Lembrei-me destes dois a propósito de uma outra figura: uma pobre rapariga, de rico sorriso, que de certa forma, no seu desequilíbrio, partilha deles algumas características.
Costumava vê-la na Costa quando ia surfar, aparecia a rir
(sempre a rir)
a baloiçar na mão um daqueles baldes pretos, vulgares, como os que se usam nas obras para acarretar cimento, com o fato de neoprene lá dentro.
Tal como ao Asdrúbal e ao Viriato via-a despida e musical a passar; despida, mas não nua – despojada, apenas, do supérfluo - nada de autocolantes, nem de marcas, nem cenário ou pose descontraída e falsa de quem vê no surf uma moda - muito pelo contrário, que depois do fato enfiado no corpo, fazia o mesmo a um saco de plástico colorido nos cabelos, dando-lhe uns pequenos nós ao redor da cabeça para que não se fosse com as ondas.
De certa forma ela representava da forma mais pura a alegria tão básica de quem vai surfar. Sorrindo
(sempre sorrindo)
via-a entregar todo o seu empenho para se levantar nas ondas mais pequenas do inside; e quando conseguia, nada de pose descontraída, antes se elevava toda hirta, abrindo bem os braços para se manter equilibrada e assim, de saco de plástico azul ou rosa na cabeça, seguia como o Asdrúbal – fora de eixos mesmo que assim tão direitinha.
Levando a máxima de ‘só-mais-uma-e-já-saio’ literalmente à exaustão, só o cansaço a retirava do mar. A fazer lembrar, mais uma vez, o Viriato, que mesmo quando o ‘Sôr’ Guarda aparecia a resmungar imponente por detrás do bigode
– Queira acompanhar-me por favor.
ele ainda lhe tentava dar a volta e cantar mais uma
– Em dó ou em sol?


((em papel na FreeSurfMagazine nº12, Junho 2009))

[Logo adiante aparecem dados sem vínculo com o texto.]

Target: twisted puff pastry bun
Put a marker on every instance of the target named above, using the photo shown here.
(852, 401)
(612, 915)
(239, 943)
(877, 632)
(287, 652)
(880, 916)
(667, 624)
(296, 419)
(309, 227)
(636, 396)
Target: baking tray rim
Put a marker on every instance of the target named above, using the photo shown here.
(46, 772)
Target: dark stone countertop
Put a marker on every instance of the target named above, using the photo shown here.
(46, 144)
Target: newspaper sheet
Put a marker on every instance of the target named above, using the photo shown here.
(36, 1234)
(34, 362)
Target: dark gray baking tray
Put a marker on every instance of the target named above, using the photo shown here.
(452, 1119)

quinta-feira, 9 de julho de 2009

Slow Shape



À primeira até vos pode soar estranha a ideia, mas a concepção desta prancha coincide e muito com a última receita de Risotto que segui cá em casa.

Qualquer dia posso-vos passar a receita, mas basicamente a ideia consiste em deixar apurar o arroz a cada cace de caldo acrescentado, aos poucos, ao longo de uma boa meia-hora - pode demorar, pode dar trabalho e pedir paciência, mas para quem aprecia boa comida vale bem toda a atenção despendida.

Com esta comparação não estou a dizer que o Filipe Hage não despacha trabalho, apenas que ele entrega toda a atenção a cada prancha fabricada empregando o tempo necessário a cada fase para alcançar os melhores resultados.

Mais uma vez pode parecer tolice, mas esta forma de agir do Filipe, responsável e perfecionista lembram-me as directrizes que orientam a filosofia da Slow Food, que em contraposição à Fast Food se opõe à padronização do gosto, ao ritmo frenético da vida actual, defendendo a necessidade de informação do consumidor e protegendo os processos e técnicas tradicionais de bem-fazer.

A principal razão porque encomendei a prancha ao Filipe, para além de lhe conhecer a habilidade como shaper, foi por esperar esta sua atenção meticulosa... vamos então esperar e ver o resultado final.